Maka mereka bertiga berjalan ke rumah seorang sahabat Anshar, tetapi orang yang dimaksud kebetulan sedang di luar. Hanya istrinya yang di rumah.
"Marhaban ya Rasulullah," seru perempuan itu gembira karena kedatangan tamu agung.
Rasulullah SAW dan kedua sahabatnya lalu menjawab salam itu. "Sedang ke mana fulan?" tanya Nabi SAW ketika mengetahui sahabat yang hendak didatanginya tidak ada.
"Suamiku sedang keluar untuk menimba air. Sebentar lagi insya Allah datang," jawab si istri.
Benar saja. Beberapa saat kemudian, sahabat ini datang. Maka Nabi SAW, Abu Bakar, dan Umar dipersilakan masuk.
"Alhamdulillah, hari ini akulah yang mendapatkan karunia tertinggi di kota ini," ujar sang tuan rumah. Maksudnya, dia begitu bahagia Rasulullah SAW dan dua sahabat mulia bersedia menjadi tamunya.
Para tamu itu kemudian diajaknya untuk masuk ke kebun kurma di belakang rumah. Maka pria ini mengambil kurma-kurma terbaik untuk dijadika suguhan kepada mereka.
Setelah itu, dia mengambil pisau karena hendak menyembelih domba yang paling gemuk. Melihat itu, Rasulullah SAW berkata, "Hendaknya engkau tidak menyembelih domba yang banyak susunya."
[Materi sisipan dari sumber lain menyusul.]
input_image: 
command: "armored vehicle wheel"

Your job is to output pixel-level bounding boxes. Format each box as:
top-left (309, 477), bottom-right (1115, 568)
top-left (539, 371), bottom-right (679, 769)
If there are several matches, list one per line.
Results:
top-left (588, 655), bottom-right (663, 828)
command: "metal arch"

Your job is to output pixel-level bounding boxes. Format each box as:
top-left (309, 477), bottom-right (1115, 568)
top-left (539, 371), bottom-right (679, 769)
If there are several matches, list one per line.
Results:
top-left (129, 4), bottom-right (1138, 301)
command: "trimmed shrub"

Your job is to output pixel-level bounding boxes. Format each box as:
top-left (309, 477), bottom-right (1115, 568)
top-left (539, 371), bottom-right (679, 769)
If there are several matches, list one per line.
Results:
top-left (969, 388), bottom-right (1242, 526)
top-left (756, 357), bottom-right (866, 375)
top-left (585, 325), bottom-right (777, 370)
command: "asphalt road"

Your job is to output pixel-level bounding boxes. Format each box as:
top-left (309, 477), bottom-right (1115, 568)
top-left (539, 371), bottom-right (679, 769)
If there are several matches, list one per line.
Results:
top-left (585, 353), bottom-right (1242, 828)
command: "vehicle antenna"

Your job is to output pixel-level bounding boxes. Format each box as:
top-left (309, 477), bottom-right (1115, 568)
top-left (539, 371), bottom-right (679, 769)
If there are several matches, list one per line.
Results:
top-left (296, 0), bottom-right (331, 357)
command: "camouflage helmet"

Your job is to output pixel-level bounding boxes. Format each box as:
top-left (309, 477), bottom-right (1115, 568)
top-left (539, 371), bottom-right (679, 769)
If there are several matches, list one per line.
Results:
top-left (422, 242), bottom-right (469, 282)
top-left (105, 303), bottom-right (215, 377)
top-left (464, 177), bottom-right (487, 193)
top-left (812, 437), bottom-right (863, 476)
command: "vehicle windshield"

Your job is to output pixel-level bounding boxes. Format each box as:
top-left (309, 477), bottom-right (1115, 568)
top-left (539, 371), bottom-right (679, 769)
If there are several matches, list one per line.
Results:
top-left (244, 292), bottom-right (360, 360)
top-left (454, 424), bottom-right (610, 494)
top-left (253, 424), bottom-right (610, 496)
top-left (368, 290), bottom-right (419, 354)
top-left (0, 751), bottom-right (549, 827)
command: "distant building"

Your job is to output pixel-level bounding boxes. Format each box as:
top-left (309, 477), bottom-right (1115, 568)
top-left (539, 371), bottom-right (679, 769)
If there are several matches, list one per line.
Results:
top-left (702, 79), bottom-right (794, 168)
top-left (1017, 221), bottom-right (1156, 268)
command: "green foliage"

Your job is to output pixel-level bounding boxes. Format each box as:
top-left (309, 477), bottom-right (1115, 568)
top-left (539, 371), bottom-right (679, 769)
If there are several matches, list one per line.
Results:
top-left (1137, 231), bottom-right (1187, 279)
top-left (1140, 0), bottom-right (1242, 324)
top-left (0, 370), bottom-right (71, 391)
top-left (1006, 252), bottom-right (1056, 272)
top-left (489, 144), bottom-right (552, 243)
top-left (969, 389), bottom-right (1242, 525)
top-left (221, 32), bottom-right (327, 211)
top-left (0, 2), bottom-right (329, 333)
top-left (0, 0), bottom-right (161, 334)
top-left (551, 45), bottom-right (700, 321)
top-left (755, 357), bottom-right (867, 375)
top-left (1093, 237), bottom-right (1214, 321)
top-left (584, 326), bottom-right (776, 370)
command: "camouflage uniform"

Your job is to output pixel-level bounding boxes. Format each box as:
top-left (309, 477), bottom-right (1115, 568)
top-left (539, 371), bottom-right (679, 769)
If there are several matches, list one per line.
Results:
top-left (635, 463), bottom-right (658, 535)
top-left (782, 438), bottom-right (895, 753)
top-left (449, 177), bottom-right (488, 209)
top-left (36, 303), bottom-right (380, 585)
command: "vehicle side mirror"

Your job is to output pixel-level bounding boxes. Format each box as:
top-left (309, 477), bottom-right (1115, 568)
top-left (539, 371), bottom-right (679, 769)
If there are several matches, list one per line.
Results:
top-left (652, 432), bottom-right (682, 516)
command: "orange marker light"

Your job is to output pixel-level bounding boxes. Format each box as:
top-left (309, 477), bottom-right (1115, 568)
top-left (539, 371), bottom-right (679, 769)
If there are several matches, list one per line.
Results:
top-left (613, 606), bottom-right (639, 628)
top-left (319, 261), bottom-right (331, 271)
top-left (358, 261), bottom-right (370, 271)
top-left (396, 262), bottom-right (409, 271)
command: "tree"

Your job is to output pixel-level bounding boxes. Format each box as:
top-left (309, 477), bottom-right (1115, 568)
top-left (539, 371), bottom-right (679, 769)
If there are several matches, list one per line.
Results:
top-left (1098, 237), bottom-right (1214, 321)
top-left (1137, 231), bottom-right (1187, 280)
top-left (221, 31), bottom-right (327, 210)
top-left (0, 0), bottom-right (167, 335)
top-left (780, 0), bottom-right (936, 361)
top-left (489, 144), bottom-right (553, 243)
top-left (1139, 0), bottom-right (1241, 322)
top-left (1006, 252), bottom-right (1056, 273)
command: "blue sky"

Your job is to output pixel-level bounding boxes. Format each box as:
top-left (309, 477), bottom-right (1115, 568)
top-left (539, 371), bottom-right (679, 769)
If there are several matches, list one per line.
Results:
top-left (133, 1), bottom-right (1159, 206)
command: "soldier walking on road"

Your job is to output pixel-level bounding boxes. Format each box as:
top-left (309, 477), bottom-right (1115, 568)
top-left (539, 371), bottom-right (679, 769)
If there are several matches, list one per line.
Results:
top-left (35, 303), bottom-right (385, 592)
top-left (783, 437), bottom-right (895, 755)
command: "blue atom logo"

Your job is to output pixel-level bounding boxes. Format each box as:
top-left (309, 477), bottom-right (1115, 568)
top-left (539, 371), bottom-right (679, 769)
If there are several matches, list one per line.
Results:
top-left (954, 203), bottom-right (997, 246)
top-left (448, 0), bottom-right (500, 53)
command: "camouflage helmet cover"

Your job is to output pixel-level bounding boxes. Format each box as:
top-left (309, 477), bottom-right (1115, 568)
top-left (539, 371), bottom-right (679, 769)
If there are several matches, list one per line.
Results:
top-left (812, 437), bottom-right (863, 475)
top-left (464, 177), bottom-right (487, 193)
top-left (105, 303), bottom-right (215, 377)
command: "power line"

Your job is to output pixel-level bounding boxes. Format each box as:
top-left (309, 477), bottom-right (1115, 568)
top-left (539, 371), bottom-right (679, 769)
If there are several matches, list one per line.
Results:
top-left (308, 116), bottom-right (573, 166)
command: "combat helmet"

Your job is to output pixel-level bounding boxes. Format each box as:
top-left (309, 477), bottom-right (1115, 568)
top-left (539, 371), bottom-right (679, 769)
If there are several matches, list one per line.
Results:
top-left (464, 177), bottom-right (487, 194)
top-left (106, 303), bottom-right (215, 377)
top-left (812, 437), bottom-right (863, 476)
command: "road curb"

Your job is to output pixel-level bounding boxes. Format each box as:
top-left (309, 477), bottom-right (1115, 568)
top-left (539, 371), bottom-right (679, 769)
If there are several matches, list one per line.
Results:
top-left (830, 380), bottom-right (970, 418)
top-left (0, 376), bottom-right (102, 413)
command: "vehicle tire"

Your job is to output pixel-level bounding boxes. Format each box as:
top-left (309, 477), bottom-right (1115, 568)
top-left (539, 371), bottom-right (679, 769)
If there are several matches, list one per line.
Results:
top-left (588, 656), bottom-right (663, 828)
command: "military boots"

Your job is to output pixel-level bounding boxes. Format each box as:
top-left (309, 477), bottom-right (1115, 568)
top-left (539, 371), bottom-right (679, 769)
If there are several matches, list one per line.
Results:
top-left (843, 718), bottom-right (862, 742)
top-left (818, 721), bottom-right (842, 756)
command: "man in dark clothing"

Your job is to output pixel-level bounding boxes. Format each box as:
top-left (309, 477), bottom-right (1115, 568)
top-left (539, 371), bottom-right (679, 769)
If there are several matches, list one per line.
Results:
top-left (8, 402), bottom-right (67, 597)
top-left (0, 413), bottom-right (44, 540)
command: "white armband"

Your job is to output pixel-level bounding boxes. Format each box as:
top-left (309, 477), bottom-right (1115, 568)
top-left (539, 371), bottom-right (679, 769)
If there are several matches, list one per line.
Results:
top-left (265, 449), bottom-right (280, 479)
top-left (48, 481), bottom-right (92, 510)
Maksudnya, beliau teramat sayang kepada keluarga Anshar ini. Sebab, susu domba itu masih dapat dimanfaatkan untuk suami-istri itu dan anak-anak mereka. Maka sang tuan rumah menyembelih domba yang lain.
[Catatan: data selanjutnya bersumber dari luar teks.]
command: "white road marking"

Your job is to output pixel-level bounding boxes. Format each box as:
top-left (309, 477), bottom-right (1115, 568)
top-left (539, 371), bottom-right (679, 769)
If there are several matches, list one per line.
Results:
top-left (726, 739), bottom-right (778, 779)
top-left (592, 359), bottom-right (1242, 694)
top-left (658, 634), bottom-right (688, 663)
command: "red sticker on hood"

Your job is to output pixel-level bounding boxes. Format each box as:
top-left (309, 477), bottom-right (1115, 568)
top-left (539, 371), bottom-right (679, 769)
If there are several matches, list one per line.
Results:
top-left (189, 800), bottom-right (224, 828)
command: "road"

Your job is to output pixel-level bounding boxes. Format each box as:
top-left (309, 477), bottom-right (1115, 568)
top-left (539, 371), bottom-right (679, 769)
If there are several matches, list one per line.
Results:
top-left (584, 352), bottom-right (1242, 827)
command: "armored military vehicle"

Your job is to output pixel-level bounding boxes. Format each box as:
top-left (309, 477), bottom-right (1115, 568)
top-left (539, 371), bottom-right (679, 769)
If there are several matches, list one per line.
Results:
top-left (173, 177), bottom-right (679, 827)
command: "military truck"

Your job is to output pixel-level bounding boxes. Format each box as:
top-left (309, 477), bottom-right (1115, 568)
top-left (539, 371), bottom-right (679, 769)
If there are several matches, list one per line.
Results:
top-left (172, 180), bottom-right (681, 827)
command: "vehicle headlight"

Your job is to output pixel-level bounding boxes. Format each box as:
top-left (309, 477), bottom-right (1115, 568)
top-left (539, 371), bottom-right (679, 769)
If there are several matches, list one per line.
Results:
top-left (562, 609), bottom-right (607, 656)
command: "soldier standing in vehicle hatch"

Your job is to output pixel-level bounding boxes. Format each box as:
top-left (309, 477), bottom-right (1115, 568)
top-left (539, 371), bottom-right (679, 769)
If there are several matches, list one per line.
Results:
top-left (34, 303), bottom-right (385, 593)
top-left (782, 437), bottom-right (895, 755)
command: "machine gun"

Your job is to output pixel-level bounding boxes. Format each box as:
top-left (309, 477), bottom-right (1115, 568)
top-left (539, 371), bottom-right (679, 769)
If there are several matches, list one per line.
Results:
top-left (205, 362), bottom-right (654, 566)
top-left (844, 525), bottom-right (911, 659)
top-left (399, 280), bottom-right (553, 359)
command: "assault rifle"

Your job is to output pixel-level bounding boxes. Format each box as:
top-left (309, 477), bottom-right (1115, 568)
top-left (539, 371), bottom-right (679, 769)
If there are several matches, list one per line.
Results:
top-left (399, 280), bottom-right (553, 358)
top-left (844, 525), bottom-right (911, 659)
Alquran telah mengabadikan bagaimana kaum Anshar membantu kaum Muhajirin saat awal-awal perjuangan Islam. Pada kondisi yang sangat kritis, penduduk lokal Madinah itu datang sebagai pahlawan Islam yang setia.
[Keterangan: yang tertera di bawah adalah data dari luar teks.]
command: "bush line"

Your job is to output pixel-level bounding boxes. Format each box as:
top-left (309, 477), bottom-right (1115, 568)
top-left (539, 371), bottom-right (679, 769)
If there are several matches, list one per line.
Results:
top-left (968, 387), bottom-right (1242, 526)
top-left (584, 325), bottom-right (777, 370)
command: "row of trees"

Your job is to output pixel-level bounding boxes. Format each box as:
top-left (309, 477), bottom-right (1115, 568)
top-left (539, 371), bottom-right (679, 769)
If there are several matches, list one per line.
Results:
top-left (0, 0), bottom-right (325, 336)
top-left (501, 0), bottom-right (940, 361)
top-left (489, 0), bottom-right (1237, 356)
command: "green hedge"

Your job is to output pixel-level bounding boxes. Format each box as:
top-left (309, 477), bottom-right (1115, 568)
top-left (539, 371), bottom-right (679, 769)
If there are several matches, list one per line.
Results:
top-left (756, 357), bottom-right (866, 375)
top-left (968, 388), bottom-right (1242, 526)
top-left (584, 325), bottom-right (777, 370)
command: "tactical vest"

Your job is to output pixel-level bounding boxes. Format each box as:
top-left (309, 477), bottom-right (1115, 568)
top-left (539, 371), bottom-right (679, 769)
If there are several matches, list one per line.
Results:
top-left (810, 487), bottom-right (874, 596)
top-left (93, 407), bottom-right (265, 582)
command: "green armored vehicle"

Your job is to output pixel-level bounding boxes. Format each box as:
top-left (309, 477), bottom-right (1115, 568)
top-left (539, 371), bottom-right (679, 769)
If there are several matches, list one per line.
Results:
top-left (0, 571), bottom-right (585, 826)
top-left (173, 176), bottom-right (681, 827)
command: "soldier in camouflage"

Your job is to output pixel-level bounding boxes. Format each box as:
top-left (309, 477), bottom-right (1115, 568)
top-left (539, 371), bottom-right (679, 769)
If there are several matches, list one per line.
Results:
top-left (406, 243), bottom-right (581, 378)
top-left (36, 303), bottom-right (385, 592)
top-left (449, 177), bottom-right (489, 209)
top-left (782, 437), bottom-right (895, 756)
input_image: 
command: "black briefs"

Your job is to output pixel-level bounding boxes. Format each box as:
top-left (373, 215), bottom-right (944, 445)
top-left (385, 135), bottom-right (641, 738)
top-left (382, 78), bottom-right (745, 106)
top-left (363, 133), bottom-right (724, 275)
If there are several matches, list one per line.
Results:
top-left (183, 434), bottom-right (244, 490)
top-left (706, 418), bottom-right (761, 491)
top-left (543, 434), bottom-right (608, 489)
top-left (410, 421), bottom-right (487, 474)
"Dan orang-orang (Anshar) yang telah menempati kota Madinah dan telah beriman sebelum (kedatangan) mereka (Muhajirin), mereka mencintai orang yang berhijrah ke tempat mereka. Dan mereka tidak menaruh keinginan dalam hati mereka terhadap apa yang diberikan kepada mereka (Muhajirin); dan mereka mengutamakan (Muhajirin), atas dirinya sendiri, meskipun mereka juga memerlukan. Dan siapa yang dijaga dirinya dari kekikiran, maka mereka itulah orang-orang yang beruntung" (QS al-Hasyr: 9).